Women can be clever, but not too clever. As a British journalist wrote recently, a woman must project both feminist and anti-feminist principles. It helps if she’s smart, independent and career-oriented, but she must be similarly happy and fulfilled in her domestic life.
Mrs Clinton is a feminist andMrs Palin projects the traditional view of women, except for her ambition.
Generally, women (unless one is a feminist), even when they support feminist goals and have benefited from feminist advocacy work, shy away from associating themselves too closely with feminists and feminism. This is why many women, brought up in patriarchal ways, stay away from Mrs Clinton. She behaves too much like a male politician.
Everybody, even the anti-George Bush camp, likes Mrs Laura Bush. The difference is that she has found a way to accommodate feminism with the expectations of a male world. She gave up her surname, she gave up her career and she has made her role as wife her priority. In other words, metaphorically speaking, she walks two steps behind her man.
The message is we don’t mind clever women, (just be modest about it) but they have to play by the rules — patriarchal rules.
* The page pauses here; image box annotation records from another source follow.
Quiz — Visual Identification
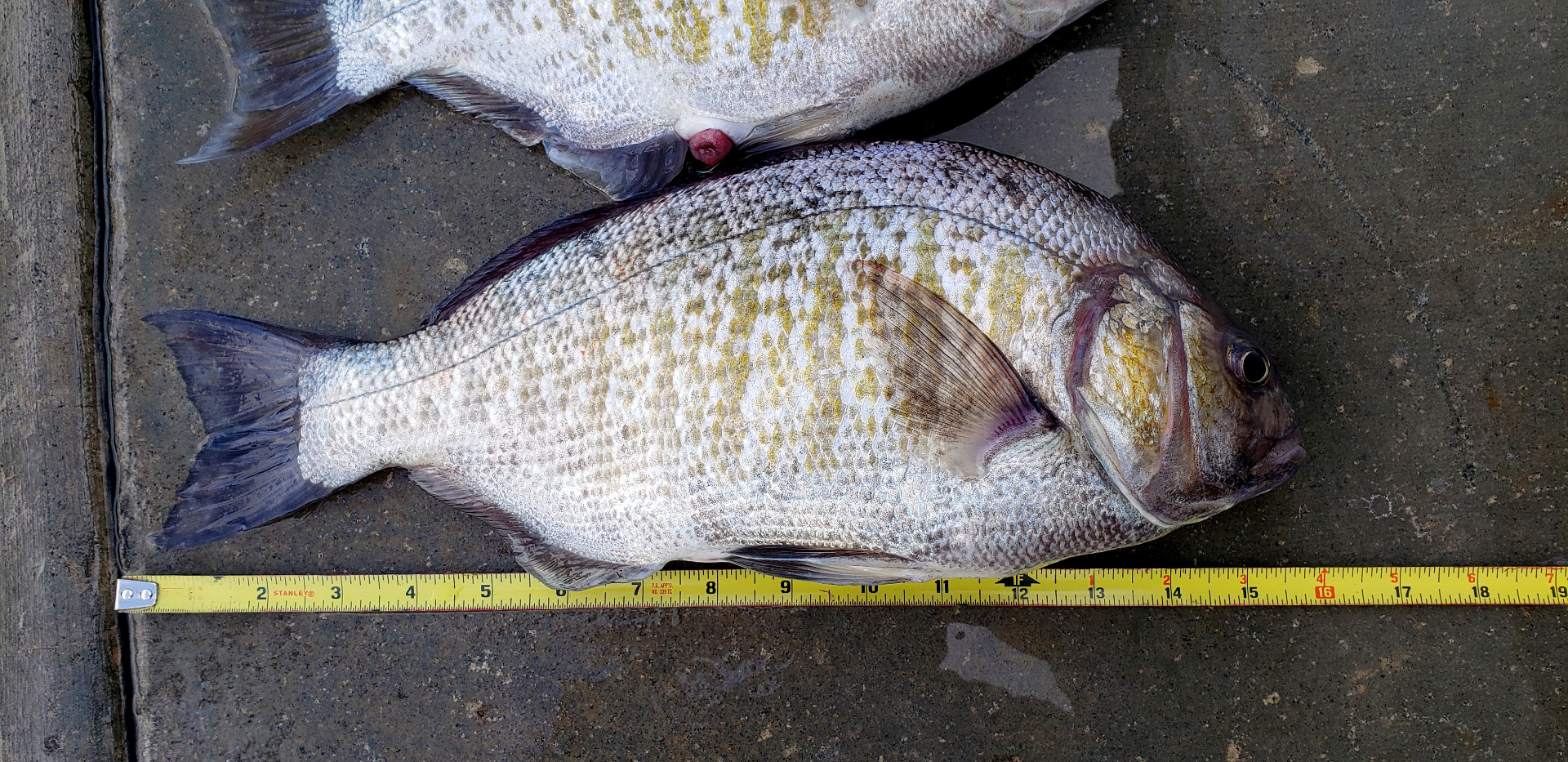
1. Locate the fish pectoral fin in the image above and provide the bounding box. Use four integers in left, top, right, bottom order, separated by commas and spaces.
726, 546, 929, 585
852, 259, 1057, 477
406, 70, 550, 146
409, 467, 662, 590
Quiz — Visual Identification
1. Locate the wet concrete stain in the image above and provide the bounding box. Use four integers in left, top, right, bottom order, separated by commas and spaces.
941, 622, 1072, 713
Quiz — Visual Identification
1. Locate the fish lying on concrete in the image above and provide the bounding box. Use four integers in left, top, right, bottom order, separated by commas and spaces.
185, 0, 1101, 198
147, 143, 1304, 590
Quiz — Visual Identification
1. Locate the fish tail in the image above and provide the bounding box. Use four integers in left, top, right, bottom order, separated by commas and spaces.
179, 0, 365, 165
146, 310, 350, 547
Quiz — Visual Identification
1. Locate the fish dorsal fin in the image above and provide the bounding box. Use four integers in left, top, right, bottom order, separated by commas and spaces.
852, 259, 1057, 477
409, 467, 660, 590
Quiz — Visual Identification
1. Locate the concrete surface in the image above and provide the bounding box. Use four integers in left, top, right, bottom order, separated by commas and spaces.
0, 0, 126, 762
104, 0, 1568, 762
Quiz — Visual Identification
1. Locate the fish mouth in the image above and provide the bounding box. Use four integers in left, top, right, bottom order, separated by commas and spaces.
1236, 426, 1306, 503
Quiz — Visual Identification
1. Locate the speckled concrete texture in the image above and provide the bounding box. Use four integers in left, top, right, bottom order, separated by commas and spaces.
104, 0, 1568, 762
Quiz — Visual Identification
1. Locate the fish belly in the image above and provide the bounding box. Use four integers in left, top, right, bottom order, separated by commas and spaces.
329, 0, 1036, 149
301, 205, 1162, 576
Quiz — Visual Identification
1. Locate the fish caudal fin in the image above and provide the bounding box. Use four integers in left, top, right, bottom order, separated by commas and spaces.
180, 0, 363, 165
146, 310, 348, 547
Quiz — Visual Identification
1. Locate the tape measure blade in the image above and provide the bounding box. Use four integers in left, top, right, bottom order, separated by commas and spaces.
126, 566, 1568, 613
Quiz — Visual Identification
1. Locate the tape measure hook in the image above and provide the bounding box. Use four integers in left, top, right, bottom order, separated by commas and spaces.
114, 580, 158, 612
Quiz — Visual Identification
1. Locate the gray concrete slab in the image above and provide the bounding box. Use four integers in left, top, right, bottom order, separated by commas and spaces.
105, 0, 1568, 760
0, 0, 126, 760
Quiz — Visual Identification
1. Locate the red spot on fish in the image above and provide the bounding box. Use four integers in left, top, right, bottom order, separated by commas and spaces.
687, 130, 735, 166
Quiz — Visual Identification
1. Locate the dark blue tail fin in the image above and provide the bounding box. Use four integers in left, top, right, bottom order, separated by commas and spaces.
180, 0, 363, 165
146, 310, 350, 547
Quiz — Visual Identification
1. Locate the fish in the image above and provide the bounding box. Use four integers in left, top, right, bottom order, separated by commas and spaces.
182, 0, 1102, 199
146, 143, 1304, 590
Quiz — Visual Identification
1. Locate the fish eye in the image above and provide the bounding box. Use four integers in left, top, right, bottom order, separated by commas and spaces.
1231, 343, 1270, 385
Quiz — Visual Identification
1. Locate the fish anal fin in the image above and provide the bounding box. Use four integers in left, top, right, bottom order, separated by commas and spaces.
409, 467, 662, 590
852, 261, 1057, 477
406, 70, 550, 146
406, 70, 688, 201
724, 546, 930, 585
544, 131, 688, 201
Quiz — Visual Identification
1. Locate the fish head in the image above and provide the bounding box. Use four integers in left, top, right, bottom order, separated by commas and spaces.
1067, 268, 1306, 527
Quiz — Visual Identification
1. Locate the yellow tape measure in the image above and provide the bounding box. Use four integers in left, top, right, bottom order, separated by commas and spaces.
114, 566, 1568, 613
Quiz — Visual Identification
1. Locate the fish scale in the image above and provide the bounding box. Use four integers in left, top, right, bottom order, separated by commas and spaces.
149, 143, 1300, 588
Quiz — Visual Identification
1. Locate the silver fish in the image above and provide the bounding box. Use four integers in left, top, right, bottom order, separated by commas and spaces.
185, 0, 1101, 198
147, 143, 1304, 590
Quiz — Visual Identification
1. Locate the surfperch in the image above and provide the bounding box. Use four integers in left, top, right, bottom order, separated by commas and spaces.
185, 0, 1101, 198
147, 143, 1304, 590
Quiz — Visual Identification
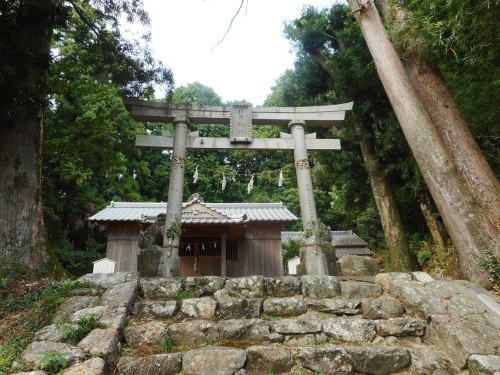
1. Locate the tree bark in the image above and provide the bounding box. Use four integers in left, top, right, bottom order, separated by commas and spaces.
379, 0, 500, 232
349, 0, 500, 285
405, 54, 500, 227
309, 48, 416, 272
0, 3, 54, 269
356, 124, 415, 272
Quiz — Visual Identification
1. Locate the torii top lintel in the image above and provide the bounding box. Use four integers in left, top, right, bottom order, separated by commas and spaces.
123, 98, 353, 126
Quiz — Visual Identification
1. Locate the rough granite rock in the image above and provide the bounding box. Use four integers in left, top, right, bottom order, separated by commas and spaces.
217, 319, 274, 344
182, 346, 246, 375
361, 298, 405, 320
215, 297, 262, 319
181, 297, 217, 319
337, 255, 379, 276
373, 272, 412, 293
141, 277, 182, 301
167, 320, 219, 346
300, 275, 341, 299
291, 346, 353, 375
183, 276, 225, 297
78, 328, 121, 371
266, 276, 302, 298
375, 318, 425, 337
340, 281, 384, 299
102, 281, 138, 310
346, 346, 411, 375
224, 275, 266, 298
323, 319, 377, 343
269, 319, 323, 334
62, 357, 108, 375
132, 301, 179, 319
306, 298, 361, 315
262, 297, 307, 317
245, 346, 293, 375
124, 321, 167, 348
469, 354, 500, 375
117, 353, 182, 375
78, 272, 139, 288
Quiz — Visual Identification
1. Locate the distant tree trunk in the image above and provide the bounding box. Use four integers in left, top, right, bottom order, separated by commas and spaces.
379, 0, 500, 232
349, 0, 500, 285
308, 43, 415, 272
0, 2, 53, 268
420, 201, 446, 249
356, 123, 415, 272
405, 54, 500, 227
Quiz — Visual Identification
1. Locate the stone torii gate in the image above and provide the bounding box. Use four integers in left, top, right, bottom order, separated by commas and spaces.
123, 98, 353, 277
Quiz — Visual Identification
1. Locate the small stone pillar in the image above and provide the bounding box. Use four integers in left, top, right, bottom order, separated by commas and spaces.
288, 120, 327, 275
158, 117, 189, 277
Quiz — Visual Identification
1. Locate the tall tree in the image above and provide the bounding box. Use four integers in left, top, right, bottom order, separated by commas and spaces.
349, 0, 500, 285
0, 0, 172, 274
286, 5, 415, 271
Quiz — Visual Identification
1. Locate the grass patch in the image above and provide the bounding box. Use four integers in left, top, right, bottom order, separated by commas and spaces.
0, 262, 77, 375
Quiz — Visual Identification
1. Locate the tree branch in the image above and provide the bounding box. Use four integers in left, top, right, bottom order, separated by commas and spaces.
211, 0, 248, 51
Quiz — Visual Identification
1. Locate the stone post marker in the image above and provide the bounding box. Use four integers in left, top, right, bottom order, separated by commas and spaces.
123, 98, 353, 277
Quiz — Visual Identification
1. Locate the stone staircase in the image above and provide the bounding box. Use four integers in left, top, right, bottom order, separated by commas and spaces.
13, 272, 500, 375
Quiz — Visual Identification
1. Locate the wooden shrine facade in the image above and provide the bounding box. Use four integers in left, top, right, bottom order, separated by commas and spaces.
90, 197, 297, 277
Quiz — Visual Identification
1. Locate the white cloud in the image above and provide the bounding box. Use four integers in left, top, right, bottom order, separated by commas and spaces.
145, 0, 332, 105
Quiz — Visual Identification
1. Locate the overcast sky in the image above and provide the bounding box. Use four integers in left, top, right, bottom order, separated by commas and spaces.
144, 0, 333, 106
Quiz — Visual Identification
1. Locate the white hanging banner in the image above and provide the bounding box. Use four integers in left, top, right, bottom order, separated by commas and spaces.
193, 166, 198, 184
247, 175, 253, 194
220, 173, 227, 190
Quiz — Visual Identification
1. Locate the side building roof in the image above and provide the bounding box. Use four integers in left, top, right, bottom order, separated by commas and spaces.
281, 230, 373, 258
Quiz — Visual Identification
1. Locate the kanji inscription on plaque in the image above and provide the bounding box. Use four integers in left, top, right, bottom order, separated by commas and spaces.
229, 104, 252, 143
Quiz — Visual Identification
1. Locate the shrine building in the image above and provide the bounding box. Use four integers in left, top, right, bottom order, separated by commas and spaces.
89, 196, 298, 277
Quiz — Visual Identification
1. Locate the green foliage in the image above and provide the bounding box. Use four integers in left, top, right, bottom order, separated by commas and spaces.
479, 247, 500, 287
38, 352, 71, 374
56, 314, 101, 345
0, 274, 77, 374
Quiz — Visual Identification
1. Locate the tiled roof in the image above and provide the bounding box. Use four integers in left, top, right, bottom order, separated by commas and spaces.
281, 230, 373, 258
89, 202, 297, 224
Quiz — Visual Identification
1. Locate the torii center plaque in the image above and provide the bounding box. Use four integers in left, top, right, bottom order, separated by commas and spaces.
123, 98, 353, 277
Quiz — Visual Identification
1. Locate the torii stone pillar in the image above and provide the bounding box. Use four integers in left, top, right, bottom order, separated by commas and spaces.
289, 120, 328, 275
162, 117, 189, 277
124, 98, 353, 277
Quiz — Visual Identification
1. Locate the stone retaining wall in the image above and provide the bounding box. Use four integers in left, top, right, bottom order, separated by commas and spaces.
11, 272, 500, 375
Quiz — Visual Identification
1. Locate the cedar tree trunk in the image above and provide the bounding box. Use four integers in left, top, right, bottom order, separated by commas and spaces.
349, 0, 500, 285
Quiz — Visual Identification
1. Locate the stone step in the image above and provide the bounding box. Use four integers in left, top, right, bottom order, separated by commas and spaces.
14, 273, 500, 375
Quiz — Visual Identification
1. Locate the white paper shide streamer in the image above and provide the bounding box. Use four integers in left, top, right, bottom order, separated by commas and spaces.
193, 166, 198, 184
220, 173, 227, 190
247, 175, 254, 194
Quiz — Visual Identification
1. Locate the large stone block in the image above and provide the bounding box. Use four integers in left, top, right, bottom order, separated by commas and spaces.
337, 255, 380, 276
340, 281, 383, 299
167, 320, 219, 346
224, 275, 266, 298
245, 346, 293, 375
361, 298, 405, 320
141, 277, 182, 301
300, 275, 341, 299
215, 297, 262, 319
323, 319, 377, 343
262, 298, 307, 317
266, 276, 302, 298
182, 346, 246, 375
116, 353, 182, 375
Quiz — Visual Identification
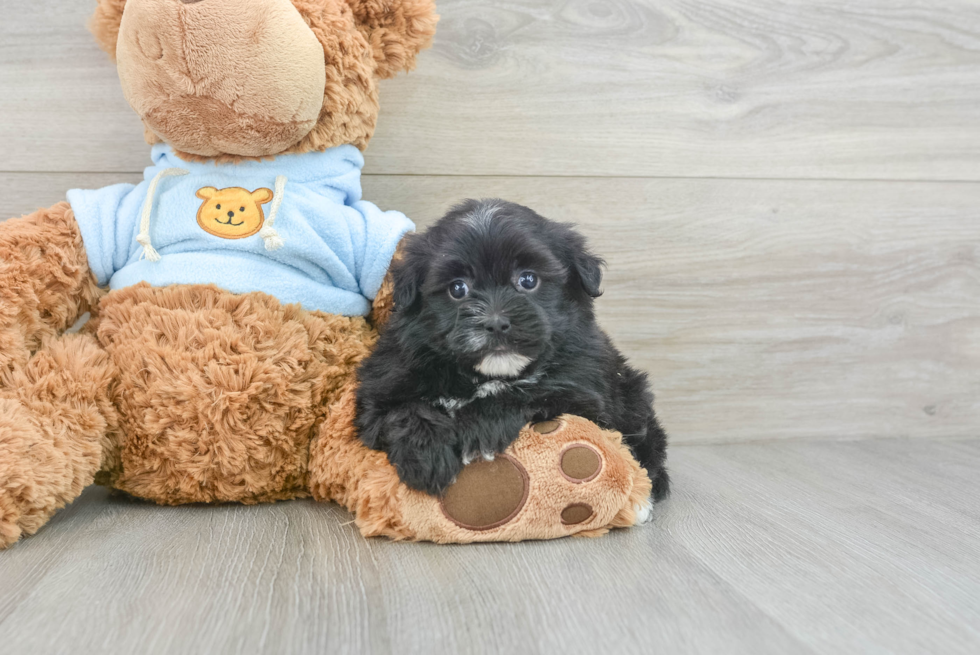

This is clearly the way Singapore women in public life operate.
Mrs Clinton and Mrs Palin, benefactors of the feminist movement, Mrs Gandhi and Ms Mayawati, from traditional India and Singapore’sMrs Yu-Foo Yee Shoon and her fellow women MPs, come from a context of democracy which hands out privileges to men more than it does to women. And many women subscribe to the value system that gives men a head start. They judge women in politics through apatriarchal lens.
When women enter politics within this patriarchal context of modern democracies, they are unable to play a role to radically change the sexual politics. Rather, they largely play political roles on male terms.
But whichever way a woman plays it, she is going to be criticised — for the way she dresses, for the colour of her lipstick, for the make of her glasses, for being emotional, for not being emotional enough.
She can’t win, can she ... unless she walks two steps behind her husband — metaphorically speaking, that is!